4.10 Intellectual Property. (a) Such Grantor (either itself or through licensees) will not, without the prior written consent of the Collateral Agent, discontinue use of any Material Intellectual Property, or do any act or omit to do any act whereby any Material Intellectual Property may lapse, become abandoned, cancelled, dedicated to the public, forfeited, or otherwise impaired, or abandon any application or any right to file an application for a Copyright, Patent, or Trademark constituting Material Intellectual Property.
(b) Such Grantor shall take all reasonable steps, including in any proceeding before the United States Patent and Trademark Office, the United States Copyright Office, any state registry or any foreign counterpart of the foregoing, to pursue any application and maintain any registration or issuance of each Trademark, Patent, and Copyright owned by or exclusively licensed to such Grantor and constituting Material Intellectual Property, including, but not limited to, those applications and registrations listed on Schedule 5.

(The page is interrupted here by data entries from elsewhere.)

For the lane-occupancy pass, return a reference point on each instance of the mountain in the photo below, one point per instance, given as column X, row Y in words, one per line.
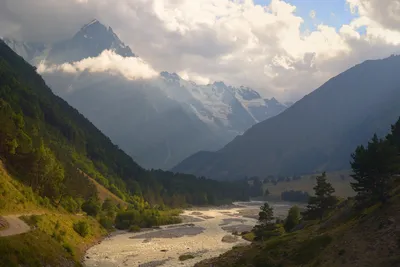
column 92, row 39
column 317, row 133
column 158, row 121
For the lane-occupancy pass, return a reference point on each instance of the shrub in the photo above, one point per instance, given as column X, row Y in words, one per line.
column 134, row 229
column 82, row 228
column 106, row 222
column 70, row 205
column 91, row 207
column 69, row 249
column 185, row 257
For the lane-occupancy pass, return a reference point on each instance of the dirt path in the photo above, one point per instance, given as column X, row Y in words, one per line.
column 16, row 226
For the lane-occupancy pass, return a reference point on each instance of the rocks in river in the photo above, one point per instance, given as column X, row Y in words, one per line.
column 171, row 233
column 230, row 239
column 154, row 263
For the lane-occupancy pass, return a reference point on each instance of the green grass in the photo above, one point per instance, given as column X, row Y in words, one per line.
column 33, row 249
column 4, row 224
column 14, row 196
column 61, row 228
column 310, row 249
column 249, row 236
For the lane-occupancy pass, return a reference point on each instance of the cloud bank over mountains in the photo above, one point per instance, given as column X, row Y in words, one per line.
column 132, row 68
column 238, row 42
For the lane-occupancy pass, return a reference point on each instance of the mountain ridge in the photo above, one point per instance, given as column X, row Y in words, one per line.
column 318, row 132
column 212, row 115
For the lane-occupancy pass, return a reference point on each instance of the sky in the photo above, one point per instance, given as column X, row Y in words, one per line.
column 282, row 48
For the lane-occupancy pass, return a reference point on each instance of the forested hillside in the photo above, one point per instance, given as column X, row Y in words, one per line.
column 332, row 231
column 317, row 133
column 45, row 141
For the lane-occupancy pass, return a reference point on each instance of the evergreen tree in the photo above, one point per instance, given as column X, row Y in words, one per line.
column 323, row 200
column 374, row 167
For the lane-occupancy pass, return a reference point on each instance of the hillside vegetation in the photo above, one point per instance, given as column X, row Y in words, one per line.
column 69, row 180
column 359, row 231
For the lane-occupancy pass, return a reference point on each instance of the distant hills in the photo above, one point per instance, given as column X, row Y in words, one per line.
column 319, row 132
column 158, row 121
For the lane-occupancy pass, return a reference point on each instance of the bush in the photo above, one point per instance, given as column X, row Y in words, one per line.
column 82, row 228
column 185, row 257
column 69, row 249
column 91, row 207
column 134, row 229
column 70, row 205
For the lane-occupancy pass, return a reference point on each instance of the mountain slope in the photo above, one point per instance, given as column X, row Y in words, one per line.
column 39, row 128
column 158, row 121
column 317, row 133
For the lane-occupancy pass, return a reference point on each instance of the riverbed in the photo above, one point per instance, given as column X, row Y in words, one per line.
column 204, row 233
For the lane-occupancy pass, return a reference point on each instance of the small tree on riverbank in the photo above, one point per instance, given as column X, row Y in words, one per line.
column 323, row 201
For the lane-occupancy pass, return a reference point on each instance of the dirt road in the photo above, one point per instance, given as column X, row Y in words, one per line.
column 16, row 226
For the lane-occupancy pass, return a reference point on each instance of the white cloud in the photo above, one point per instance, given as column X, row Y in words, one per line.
column 313, row 14
column 210, row 40
column 131, row 68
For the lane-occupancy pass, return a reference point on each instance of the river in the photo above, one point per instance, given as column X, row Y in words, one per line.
column 200, row 236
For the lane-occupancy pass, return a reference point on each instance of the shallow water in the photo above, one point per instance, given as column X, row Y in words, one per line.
column 200, row 235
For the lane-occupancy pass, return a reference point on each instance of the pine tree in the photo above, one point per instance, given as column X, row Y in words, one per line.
column 323, row 201
column 266, row 214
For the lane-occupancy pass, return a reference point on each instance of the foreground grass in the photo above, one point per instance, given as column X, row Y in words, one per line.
column 60, row 228
column 349, row 236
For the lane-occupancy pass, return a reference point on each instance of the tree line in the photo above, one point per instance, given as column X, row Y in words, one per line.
column 375, row 170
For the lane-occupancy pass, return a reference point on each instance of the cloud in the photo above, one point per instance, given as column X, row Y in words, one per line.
column 313, row 14
column 211, row 40
column 132, row 68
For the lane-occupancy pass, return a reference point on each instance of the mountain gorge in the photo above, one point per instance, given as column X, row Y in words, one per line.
column 159, row 121
column 319, row 132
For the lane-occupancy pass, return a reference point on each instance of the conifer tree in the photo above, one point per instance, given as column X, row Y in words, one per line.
column 374, row 167
column 323, row 201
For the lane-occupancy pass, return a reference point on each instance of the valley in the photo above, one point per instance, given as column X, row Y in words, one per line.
column 201, row 236
column 209, row 133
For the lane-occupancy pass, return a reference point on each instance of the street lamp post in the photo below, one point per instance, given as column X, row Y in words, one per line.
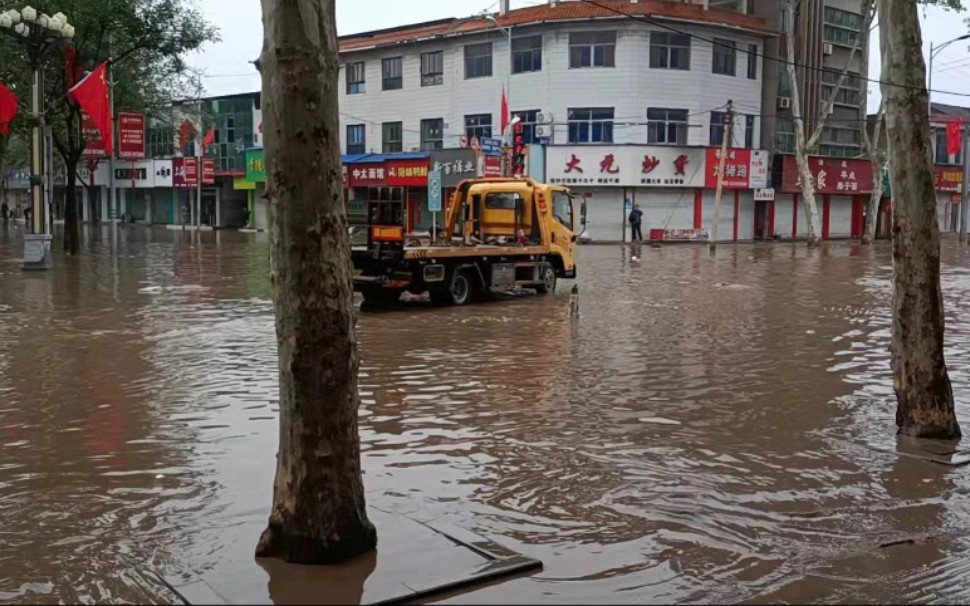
column 39, row 33
column 507, row 135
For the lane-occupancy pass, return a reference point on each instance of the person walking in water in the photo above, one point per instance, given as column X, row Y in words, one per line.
column 636, row 223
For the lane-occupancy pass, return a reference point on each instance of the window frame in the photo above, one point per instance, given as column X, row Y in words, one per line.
column 358, row 147
column 533, row 54
column 589, row 124
column 663, row 47
column 607, row 54
column 426, row 129
column 397, row 82
column 437, row 60
column 356, row 87
column 480, row 62
column 657, row 125
column 385, row 148
column 724, row 57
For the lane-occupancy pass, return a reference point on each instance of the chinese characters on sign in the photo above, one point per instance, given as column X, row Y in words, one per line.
column 834, row 176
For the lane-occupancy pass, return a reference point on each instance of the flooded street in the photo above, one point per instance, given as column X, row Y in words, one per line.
column 702, row 433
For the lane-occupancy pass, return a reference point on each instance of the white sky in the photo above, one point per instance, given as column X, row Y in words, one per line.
column 240, row 23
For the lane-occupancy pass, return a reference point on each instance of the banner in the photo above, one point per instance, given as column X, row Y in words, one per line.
column 131, row 136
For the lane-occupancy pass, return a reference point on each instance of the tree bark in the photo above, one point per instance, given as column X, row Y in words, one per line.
column 806, row 184
column 318, row 515
column 72, row 236
column 925, row 396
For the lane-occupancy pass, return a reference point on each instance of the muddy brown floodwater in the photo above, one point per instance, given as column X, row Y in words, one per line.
column 702, row 433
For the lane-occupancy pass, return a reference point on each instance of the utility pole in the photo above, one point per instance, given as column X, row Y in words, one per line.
column 722, row 160
column 964, row 198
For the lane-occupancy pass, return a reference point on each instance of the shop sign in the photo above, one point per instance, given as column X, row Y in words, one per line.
column 366, row 175
column 626, row 166
column 408, row 173
column 185, row 172
column 131, row 136
column 949, row 178
column 455, row 165
column 255, row 166
column 834, row 176
column 743, row 168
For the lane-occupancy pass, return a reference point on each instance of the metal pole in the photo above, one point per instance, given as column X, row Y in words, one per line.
column 728, row 122
column 964, row 199
column 112, row 192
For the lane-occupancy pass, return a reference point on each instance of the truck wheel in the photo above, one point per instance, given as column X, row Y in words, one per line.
column 548, row 284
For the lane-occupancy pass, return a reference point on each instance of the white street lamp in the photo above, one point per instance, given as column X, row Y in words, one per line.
column 40, row 39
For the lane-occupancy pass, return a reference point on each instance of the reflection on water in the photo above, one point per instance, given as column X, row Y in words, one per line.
column 698, row 435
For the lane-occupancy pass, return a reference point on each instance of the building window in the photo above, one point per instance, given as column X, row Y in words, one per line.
column 591, row 125
column 530, row 124
column 392, row 77
column 478, row 125
column 725, row 57
column 526, row 54
column 356, row 139
column 666, row 126
column 391, row 137
column 432, row 134
column 356, row 84
column 669, row 51
column 432, row 68
column 717, row 127
column 749, row 132
column 842, row 27
column 592, row 49
column 478, row 60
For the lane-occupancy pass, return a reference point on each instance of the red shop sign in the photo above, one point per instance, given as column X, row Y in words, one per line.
column 949, row 178
column 366, row 175
column 837, row 176
column 408, row 173
column 737, row 168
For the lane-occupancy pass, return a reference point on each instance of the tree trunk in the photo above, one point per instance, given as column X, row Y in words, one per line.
column 806, row 183
column 872, row 211
column 319, row 515
column 72, row 236
column 925, row 397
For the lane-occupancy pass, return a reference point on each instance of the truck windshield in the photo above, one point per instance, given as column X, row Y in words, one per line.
column 562, row 208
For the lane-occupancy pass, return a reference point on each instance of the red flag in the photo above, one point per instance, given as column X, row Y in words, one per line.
column 953, row 137
column 210, row 137
column 8, row 109
column 92, row 95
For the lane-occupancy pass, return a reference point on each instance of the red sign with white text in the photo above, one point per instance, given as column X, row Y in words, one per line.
column 408, row 173
column 131, row 136
column 94, row 143
column 185, row 172
column 836, row 176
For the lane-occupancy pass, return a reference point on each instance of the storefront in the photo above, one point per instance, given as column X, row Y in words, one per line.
column 842, row 188
column 949, row 186
column 674, row 186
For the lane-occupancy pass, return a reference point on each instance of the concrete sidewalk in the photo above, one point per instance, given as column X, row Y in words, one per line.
column 413, row 561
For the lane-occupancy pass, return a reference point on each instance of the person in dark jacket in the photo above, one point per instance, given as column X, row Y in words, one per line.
column 636, row 223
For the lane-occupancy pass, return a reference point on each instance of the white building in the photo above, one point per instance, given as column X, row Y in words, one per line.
column 643, row 72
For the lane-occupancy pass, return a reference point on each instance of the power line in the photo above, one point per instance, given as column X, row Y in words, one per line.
column 651, row 21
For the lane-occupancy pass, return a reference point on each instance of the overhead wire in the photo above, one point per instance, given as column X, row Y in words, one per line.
column 654, row 22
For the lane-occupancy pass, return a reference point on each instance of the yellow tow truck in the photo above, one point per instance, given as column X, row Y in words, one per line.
column 499, row 234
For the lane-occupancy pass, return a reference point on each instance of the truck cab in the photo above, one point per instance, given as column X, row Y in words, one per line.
column 498, row 234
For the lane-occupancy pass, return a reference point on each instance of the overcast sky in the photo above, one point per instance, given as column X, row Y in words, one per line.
column 239, row 21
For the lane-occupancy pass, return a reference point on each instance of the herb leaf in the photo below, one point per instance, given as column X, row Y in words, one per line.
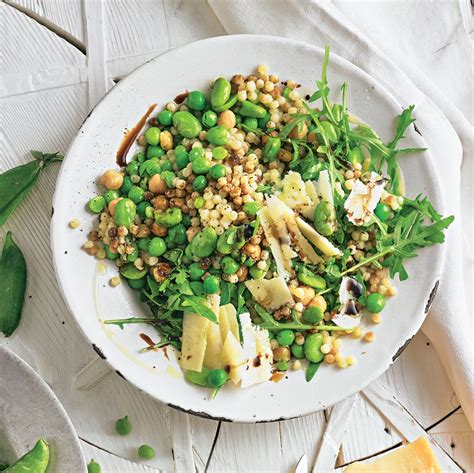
column 13, row 286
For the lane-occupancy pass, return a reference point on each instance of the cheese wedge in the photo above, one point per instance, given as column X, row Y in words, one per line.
column 416, row 457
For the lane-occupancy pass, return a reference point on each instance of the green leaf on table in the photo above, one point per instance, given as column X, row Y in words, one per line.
column 13, row 285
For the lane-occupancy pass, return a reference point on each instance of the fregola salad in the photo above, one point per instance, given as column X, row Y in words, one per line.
column 259, row 229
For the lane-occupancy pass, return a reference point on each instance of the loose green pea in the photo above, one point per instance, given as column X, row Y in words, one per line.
column 313, row 315
column 169, row 217
column 97, row 204
column 201, row 165
column 196, row 100
column 382, row 211
column 211, row 285
column 204, row 243
column 297, row 351
column 209, row 118
column 217, row 135
column 217, row 171
column 312, row 347
column 93, row 467
column 219, row 153
column 123, row 426
column 375, row 302
column 136, row 194
column 199, row 183
column 165, row 117
column 157, row 246
column 217, row 378
column 285, row 337
column 252, row 110
column 229, row 265
column 154, row 152
column 220, row 92
column 146, row 452
column 125, row 212
column 187, row 124
column 251, row 208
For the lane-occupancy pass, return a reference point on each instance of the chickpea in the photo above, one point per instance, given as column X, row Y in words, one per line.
column 157, row 185
column 227, row 119
column 166, row 140
column 318, row 301
column 112, row 204
column 112, row 180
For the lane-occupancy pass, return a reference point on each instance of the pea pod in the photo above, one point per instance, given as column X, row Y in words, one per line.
column 252, row 110
column 36, row 460
column 325, row 218
column 125, row 212
column 12, row 287
column 217, row 135
column 187, row 124
column 271, row 148
column 220, row 92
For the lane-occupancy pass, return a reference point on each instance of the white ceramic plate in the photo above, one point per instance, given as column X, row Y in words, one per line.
column 30, row 410
column 84, row 280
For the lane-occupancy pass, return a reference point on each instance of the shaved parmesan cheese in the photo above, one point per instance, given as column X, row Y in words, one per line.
column 363, row 199
column 270, row 293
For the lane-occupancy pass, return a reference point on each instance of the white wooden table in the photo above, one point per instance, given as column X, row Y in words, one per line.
column 59, row 58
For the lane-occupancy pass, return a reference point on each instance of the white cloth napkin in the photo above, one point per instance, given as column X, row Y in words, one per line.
column 446, row 130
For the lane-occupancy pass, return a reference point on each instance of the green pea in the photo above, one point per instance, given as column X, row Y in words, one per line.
column 252, row 110
column 136, row 194
column 204, row 243
column 220, row 92
column 375, row 302
column 229, row 266
column 125, row 212
column 169, row 217
column 196, row 100
column 325, row 218
column 177, row 234
column 313, row 315
column 127, row 185
column 154, row 152
column 271, row 148
column 209, row 118
column 297, row 351
column 285, row 337
column 312, row 347
column 355, row 156
column 187, row 124
column 219, row 153
column 217, row 135
column 97, row 204
column 201, row 165
column 217, row 171
column 157, row 246
column 382, row 211
column 251, row 123
column 165, row 117
column 123, row 426
column 152, row 135
column 251, row 208
column 109, row 254
column 217, row 378
column 199, row 183
column 199, row 202
column 93, row 467
column 146, row 452
column 311, row 279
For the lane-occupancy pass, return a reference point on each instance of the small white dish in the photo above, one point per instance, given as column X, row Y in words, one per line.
column 84, row 280
column 30, row 410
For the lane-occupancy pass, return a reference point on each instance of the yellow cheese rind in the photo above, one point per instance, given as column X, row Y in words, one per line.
column 416, row 457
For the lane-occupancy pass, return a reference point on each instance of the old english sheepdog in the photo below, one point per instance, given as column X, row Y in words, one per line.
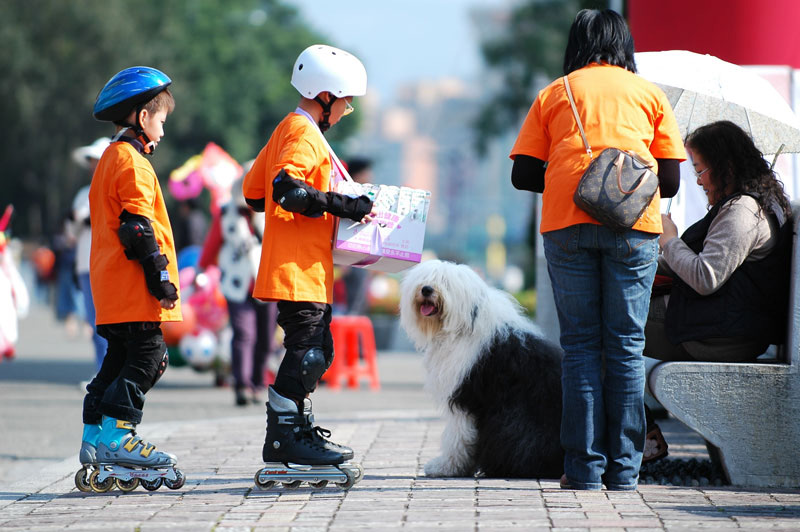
column 496, row 379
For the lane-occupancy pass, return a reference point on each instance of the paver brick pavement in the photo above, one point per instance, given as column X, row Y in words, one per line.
column 220, row 455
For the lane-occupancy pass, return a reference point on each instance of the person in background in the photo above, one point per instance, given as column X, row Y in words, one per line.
column 191, row 224
column 730, row 271
column 68, row 304
column 87, row 157
column 234, row 244
column 601, row 279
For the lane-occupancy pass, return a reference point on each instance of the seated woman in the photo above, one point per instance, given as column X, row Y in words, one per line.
column 730, row 270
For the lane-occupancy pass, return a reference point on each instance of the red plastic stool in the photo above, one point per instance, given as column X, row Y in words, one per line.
column 356, row 355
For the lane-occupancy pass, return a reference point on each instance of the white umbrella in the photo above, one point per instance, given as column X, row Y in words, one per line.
column 703, row 89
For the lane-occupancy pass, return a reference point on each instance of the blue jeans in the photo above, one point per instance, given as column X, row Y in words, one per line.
column 601, row 284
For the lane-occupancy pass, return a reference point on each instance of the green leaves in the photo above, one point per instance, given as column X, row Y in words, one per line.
column 230, row 62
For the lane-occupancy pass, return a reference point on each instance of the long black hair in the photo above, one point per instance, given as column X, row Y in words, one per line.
column 599, row 36
column 737, row 166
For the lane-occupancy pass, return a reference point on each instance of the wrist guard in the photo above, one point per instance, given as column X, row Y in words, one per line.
column 294, row 195
column 137, row 237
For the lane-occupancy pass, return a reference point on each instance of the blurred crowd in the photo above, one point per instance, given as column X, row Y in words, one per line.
column 225, row 331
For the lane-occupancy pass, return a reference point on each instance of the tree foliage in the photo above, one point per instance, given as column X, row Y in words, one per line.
column 230, row 62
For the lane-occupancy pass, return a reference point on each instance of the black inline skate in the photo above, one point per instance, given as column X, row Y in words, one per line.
column 296, row 451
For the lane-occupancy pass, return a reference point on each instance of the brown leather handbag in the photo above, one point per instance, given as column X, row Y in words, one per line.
column 617, row 186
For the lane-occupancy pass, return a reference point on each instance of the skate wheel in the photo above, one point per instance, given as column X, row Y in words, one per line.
column 82, row 480
column 127, row 485
column 100, row 487
column 350, row 482
column 152, row 485
column 177, row 483
column 265, row 485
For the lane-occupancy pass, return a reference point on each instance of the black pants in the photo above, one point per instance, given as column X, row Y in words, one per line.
column 305, row 325
column 134, row 361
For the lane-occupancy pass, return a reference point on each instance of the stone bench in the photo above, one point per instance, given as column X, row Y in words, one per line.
column 749, row 414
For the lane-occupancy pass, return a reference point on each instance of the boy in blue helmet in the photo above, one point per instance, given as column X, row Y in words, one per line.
column 132, row 269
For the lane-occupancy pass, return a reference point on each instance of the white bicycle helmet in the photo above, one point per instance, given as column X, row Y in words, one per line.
column 321, row 68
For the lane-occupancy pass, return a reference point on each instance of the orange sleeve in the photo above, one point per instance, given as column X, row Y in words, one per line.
column 534, row 138
column 136, row 191
column 253, row 183
column 299, row 159
column 667, row 142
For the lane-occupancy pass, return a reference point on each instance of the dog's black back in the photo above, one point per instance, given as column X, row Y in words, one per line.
column 514, row 395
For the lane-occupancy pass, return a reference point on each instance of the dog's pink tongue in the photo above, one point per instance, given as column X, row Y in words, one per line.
column 427, row 309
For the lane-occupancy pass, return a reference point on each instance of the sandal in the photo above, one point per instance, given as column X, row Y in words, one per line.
column 655, row 447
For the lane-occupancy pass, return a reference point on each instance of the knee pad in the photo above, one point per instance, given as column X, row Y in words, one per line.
column 161, row 368
column 312, row 367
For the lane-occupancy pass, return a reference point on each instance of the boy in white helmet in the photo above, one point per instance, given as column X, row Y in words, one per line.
column 292, row 181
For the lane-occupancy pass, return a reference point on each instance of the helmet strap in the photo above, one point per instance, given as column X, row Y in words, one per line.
column 324, row 124
column 147, row 145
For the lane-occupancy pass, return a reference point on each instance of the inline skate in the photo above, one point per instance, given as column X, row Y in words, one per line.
column 296, row 451
column 87, row 457
column 125, row 460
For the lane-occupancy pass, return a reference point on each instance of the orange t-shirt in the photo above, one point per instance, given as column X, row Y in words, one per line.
column 124, row 179
column 618, row 109
column 296, row 258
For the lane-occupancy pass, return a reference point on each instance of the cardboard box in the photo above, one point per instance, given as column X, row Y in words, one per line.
column 393, row 241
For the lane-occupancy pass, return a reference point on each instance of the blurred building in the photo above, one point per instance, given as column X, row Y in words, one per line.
column 425, row 140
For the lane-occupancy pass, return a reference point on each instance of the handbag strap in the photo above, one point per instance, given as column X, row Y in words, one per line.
column 577, row 118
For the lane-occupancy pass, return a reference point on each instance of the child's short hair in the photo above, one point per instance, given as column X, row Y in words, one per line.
column 161, row 101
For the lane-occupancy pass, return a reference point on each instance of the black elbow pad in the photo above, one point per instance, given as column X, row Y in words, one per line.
column 295, row 200
column 137, row 237
column 295, row 196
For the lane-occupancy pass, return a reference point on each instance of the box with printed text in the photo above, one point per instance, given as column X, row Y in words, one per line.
column 393, row 241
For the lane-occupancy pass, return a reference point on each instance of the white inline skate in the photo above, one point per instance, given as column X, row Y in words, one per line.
column 87, row 456
column 125, row 460
column 295, row 451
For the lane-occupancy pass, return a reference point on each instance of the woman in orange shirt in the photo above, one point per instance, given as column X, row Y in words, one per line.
column 601, row 279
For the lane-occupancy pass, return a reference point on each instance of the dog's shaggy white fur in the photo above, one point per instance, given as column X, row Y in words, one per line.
column 497, row 380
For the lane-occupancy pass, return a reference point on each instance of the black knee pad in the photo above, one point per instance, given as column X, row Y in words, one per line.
column 162, row 367
column 312, row 367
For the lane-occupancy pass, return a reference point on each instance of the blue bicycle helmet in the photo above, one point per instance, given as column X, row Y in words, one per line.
column 126, row 90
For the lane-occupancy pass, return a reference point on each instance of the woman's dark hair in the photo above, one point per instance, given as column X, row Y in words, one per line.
column 737, row 166
column 599, row 37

(c) Such Grantor agrees that, should it hereafter (i) obtain an ownership interest in any item of Intellectual Property, (ii) obtain an exclusive license to any Copyrights, (iii) (either by itself or through any agent, employee, licensee, or designee) file any application for the registration or issuance of any Intellectual Property with the United States Patent and Trademark Office, the United States Copyright Office, or any similar office or agency in any other country or in any political subdivision of any of the foregoing, or (iv) should it file a Statement of Use or an Amendment to Allege Use with respect to any “intent-to-use” Trademark application (the items in clauses (i), (ii) (iii) and (iv), collectively, the “After-Acquired Intellectual Property”), then the provisions of Section 2 shall automatically apply thereto, and any such After-Acquired Intellectual Property shall automatically become part of the Collateral, and such Grantor shall give prompt (and, in any event within five (5) Business Days after the last day of the fiscal quarter in which such Grantor acquires such ownership interest) written notice thereof to the Collateral Agent in accordance herewith, and shall provide the Collateral Agent promptly (and, in any event within five (5) Business Days after the last day of the fiscal quarter in which such Grantor acquires such ownership interest) with an amended Schedule 5 hereto and promptly take the actions specified in Section 4.10(d) with respect thereto.